A curve is defined by the parametric equations: x = t2 – t and y = t3 – 3t
Find the coordinates of the point(s) on the curve for which the normal to the curve is parallel to the y-axis.
You must use calculus and clearly show your working, including any derivatives you need to find when solving this problem.
x = t^2-t
dx/dt = 2t-1
y = t^3-3t
dy/dt = 3t^2-3
dy/dx = (dy/dt)/(dx/dt) = (3t^2-3)/(2t-1)
If the normal to the curve is vertical, the tangent is horizontal. So, dy/dx = 0.
That happens when t=±1
So, the normal is vertical at (2,2) and (0,-2)
See the graph at
http://www.wolframalpha.com/input/?i=parametric+plot+x+%3D+t^2-t%2C+y+%3D+t^3-3t
But note also that at t=2, (2,2) is again on the curve, but the normal has slope -1/3.
To find the points on the curve where the normal is parallel to the y-axis, we need to find the values of t that make the derivative of y with respect to x equal to zero.
First, let's find the derivative of y with respect to x using the chain rule.
dy/dx = (dy/dt)/(dx/dt)
We have the parametric equations:
x = t^2 - t,
y = t^3 - 3t.
Differentiating x with respect to t, we get:
dx/dt = 2t - 1.
Differentiating y with respect to t, we get:
dy/dt = 3t^2 - 3.
Now we can find dy/dx:
dy/dx = (dy/dt)/(dx/dt) = (3t^2 - 3)/(2t - 1).
The normal to the curve is perpendicular to the tangent line. So, the condition for the normal to be parallel to the y-axis is that dy/dx = 0.
Setting dy/dx = 0, we have:
(3t^2 - 3)/(2t - 1) = 0.
To satisfy this equation, either the numerator (3t^2 - 3) must equal zero, or the denominator (2t - 1) must equal zero.

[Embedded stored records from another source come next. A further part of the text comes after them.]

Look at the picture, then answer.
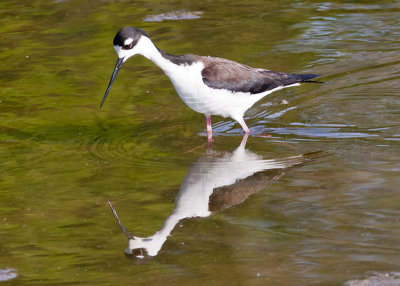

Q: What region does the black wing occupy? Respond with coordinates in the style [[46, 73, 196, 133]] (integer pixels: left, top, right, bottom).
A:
[[201, 57, 318, 94]]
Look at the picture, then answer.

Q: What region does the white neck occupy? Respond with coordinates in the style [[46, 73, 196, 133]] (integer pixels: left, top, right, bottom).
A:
[[135, 36, 179, 76]]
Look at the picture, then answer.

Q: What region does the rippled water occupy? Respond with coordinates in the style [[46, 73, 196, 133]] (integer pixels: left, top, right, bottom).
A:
[[0, 0, 400, 285]]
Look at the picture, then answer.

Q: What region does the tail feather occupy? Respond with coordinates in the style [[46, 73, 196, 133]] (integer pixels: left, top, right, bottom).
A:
[[292, 74, 323, 83]]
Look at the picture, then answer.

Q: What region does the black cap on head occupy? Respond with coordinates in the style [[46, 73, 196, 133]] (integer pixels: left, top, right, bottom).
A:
[[113, 27, 149, 49]]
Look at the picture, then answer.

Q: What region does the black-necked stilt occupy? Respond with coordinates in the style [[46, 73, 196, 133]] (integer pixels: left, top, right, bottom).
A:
[[100, 27, 318, 140]]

For the numerator, we have:
3t^2 - 3 = 0,
t^2 - 1 = 0,
(t - 1)(t + 1) = 0.
This gives us two possible values for t: t = 1 and t = -1.
For the denominator, we have:
2t - 1 = 0,
2t = 1,
t = 1/2.
So, we have three possible values of t: t = 1, t = -1, and t = 1/2. These are the values at which the normal to the curve is parallel to the y-axis.
To find the corresponding coordinates (x, y), we substitute these t-values back into the parametric equations.
For t = 1:
x = 1^2 - 1 = 0,
y = 1^3 - 3(1) = -2.
For t = -1:
x = (-1)^2 - (-1) = 2,
y = (-1)^3 - 3(-1) = -2.
For t = 1/2:
x = (1/2)^2 - (1/2) = 1/4 - 1/2 = -1/4,
y = (1/2)^3 - 3(1/2) = 1/8 - 3/2 = -23/8.
Thus, the coordinates of the points on the curve where the normal is parallel to the y-axis are (0, -2), (2, -2), and (-1/4, -23/8).
To find the coordinates of the point(s) on the curve for which the normal to the curve is parallel to the y-axis, we need to find the points where the derivative of y with respect to x is undefined.
Given that the parametric equations for the curve are:
x = t^2 - t
y = t^3 - 3t
We need to find dy/dx, the derivative of y with respect to x.
To find dy/dx, we can use the chain rule:
dy/dx = (dy/dt) / (dx/dt)
Let's find dx/dt and dy/dt:
dx/dt = d/dt(t^2 - t) = 2t - 1
dy/dt = d/dt(t^3 - 3t) = 3t^2 - 3
Now, we can find dy/dx:
dy/dx = (dy/dt) / (dx/dt) = (3t^2 - 3) / (2t - 1)
For our purpose, we need to find the points where dy/dx is undefined. This happens when the denominator is zero.
So, 2t - 1 = 0
t = 1/2
Now, substitute t = 1/2 back into the parametric equations to find the corresponding x and ycoordinates:
x = (1/2)^2 - 1/2 = 1/4 - 1/2 = -1/4
y = (1/2)^3 - 3(1/2) = 1/8 - 3/2 = -13/8
Therefore, the point on the curve for which the normal is parallel to the y-axis is (-1/4, -13/8).